Che si tenne il 13 novembre 1994, a Roma, in un clima di forte tensione, ma anche di quasi rassegnazione verso quella che era l’ormai inevitabile destino del Psi. Era, infatti, maggioritaria la posizione dell’ex segretario Del Turco che, consapevole della gravissima crisi finanziaria del partito, indicava, come strada da seguire, la messa in liquidazione e la costituzione di un nuovo soggetto politico chiamato “Socialisti Italiani”. Minoritaria, invece, era la mozione contraria allo scioglimento del PSI.

Premesse che, quindi, non davano alcuna alternativa allo scioglimento del partito, scelta dolorosa, causata principalmente da motivazioni economiche, a partire dall’enorme situazione debitoria del partito generata dallo sfaldamento del gruppo dirigente dell'epoca craxiana e dal venir meno dei finanziamenti interni provenienti dal tesseramento e dalle contribuzioni di parlamentari e amministratori locali. Molte sezioni e sedi furono pignorate da banche e creditori.

Allo scioglimento del Psi, come per la Dc, seguì una disastrosa diaspora. Tra le principali formazioni politiche che sorsero dalla morte del partito, ci furono i Socialisti Italiani, con segretario Enrico Boselli e Gino Giugni, colui che era stato il “padre” dello Statuto dei lavoratori del 1970. L’obiettivo auspicato era quello di creare una coalizione democratica di sinistra. A differenza del Partito Socialista Riformista, con segretario Fabrizio Cicchitto e presidente Enrico Manca, che, pur rimanendo a sinistra, assunse una posizione autonoma. Ci furono, poi, la Fondazione Laburista di Valdo Spini, Alleanza Democratica dell’ex segretario socialista Giorgio Benvenuto. Nel 2001, dalla confluenza del Partito Socialista di Gianni De Michelis (1996) e della Lega Socialista di Bobo Craxi e Claudio Martelli, nacque il Nuovo Psi, ispirato ad un socialismo liberale e, spesso, alleato con il centrodestra. Anche a livello locale, a Bitonto, è stato spesso al fianco di Forza Italia.

Molti ex esponenti del Psi, inoltre, confluirono nelle forze politiche sorte, a destra e a sinistra, con l’avvento della Seconda Repubblica: Forza Italia, Popolo della Libertà, Nuovo Centrodestra, Alternativa Popolare, Democratici di Sinistra, Margherita, Patto Democratico.

Ci fu bisogno di aspettare 13 anni per assistere ad una rinascita di un Psi che, tuttavia, rispetto a quello finito nel ’94, era ed è ancora oggi fortemente ridimensionato.

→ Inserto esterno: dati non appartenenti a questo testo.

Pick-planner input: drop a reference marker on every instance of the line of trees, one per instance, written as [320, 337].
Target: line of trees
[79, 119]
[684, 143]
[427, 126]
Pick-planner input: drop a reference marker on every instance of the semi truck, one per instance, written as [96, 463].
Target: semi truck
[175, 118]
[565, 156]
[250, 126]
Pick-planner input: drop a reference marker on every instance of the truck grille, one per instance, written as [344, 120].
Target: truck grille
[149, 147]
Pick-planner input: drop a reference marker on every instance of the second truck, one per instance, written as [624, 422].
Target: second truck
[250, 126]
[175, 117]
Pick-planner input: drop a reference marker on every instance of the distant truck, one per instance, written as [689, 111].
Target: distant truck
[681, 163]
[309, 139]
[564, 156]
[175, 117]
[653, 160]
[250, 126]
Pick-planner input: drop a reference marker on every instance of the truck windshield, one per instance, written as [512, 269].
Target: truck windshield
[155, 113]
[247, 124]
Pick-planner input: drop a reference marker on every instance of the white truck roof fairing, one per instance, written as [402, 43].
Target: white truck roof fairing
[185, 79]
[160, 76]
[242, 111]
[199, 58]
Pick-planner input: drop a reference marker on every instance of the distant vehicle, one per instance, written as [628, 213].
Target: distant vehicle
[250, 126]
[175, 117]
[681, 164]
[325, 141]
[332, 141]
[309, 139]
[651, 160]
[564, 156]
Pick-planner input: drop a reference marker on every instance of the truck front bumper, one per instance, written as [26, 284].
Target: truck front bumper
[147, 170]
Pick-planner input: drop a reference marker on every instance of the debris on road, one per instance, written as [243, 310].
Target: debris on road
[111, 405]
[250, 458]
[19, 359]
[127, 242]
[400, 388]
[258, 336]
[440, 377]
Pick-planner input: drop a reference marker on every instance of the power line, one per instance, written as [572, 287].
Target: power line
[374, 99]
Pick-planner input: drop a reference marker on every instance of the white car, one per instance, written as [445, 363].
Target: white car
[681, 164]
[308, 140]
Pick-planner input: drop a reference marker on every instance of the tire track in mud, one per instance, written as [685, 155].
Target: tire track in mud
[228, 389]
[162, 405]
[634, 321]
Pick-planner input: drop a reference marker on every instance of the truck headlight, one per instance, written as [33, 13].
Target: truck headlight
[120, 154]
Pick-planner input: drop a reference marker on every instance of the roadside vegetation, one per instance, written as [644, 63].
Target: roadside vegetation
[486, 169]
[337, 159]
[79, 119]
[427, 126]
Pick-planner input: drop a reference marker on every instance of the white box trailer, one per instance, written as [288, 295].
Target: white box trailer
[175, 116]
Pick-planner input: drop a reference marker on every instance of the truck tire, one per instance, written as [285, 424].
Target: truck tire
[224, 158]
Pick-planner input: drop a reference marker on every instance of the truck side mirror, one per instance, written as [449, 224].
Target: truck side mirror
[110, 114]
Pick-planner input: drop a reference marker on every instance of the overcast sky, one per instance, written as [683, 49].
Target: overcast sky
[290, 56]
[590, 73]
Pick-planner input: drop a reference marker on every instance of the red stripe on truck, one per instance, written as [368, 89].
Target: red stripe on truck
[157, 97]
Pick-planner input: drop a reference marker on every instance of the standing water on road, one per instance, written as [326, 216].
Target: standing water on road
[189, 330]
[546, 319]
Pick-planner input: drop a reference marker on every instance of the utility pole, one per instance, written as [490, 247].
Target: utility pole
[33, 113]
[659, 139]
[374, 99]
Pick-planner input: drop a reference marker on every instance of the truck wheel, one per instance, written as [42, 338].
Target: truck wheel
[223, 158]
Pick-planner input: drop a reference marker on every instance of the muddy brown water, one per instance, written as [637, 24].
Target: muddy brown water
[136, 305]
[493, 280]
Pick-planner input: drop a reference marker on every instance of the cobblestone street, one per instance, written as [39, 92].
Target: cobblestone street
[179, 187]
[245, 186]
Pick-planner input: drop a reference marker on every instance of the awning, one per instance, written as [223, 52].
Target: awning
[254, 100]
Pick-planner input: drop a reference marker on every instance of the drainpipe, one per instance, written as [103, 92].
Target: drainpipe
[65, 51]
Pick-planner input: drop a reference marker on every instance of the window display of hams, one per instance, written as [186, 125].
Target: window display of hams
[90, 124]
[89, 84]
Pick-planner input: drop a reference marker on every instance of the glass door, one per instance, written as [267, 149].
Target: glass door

Oltre a questi nuovi soggetti politici, infine, lo sfaldamento dei socialisti si manifestò in un moltiplicarsi di piccoli partitini e movimenti.

Le amministrative del 1994 furono le prime elezioni in cui, a Bitonto, mancò quello che era stato il partito predominante per quasi mezzo secolo. Se non ci fossero state la parentesi dal ’61 al ’71 e la brevissima esperienza di Michele Labianca, dall’85 all’87, in cui fu la Democrazia Cristiana a governare la città e a nominare il primo cittadino, quello del Psi sarebbe stato un dominio ininterrotto per cinquanta anni.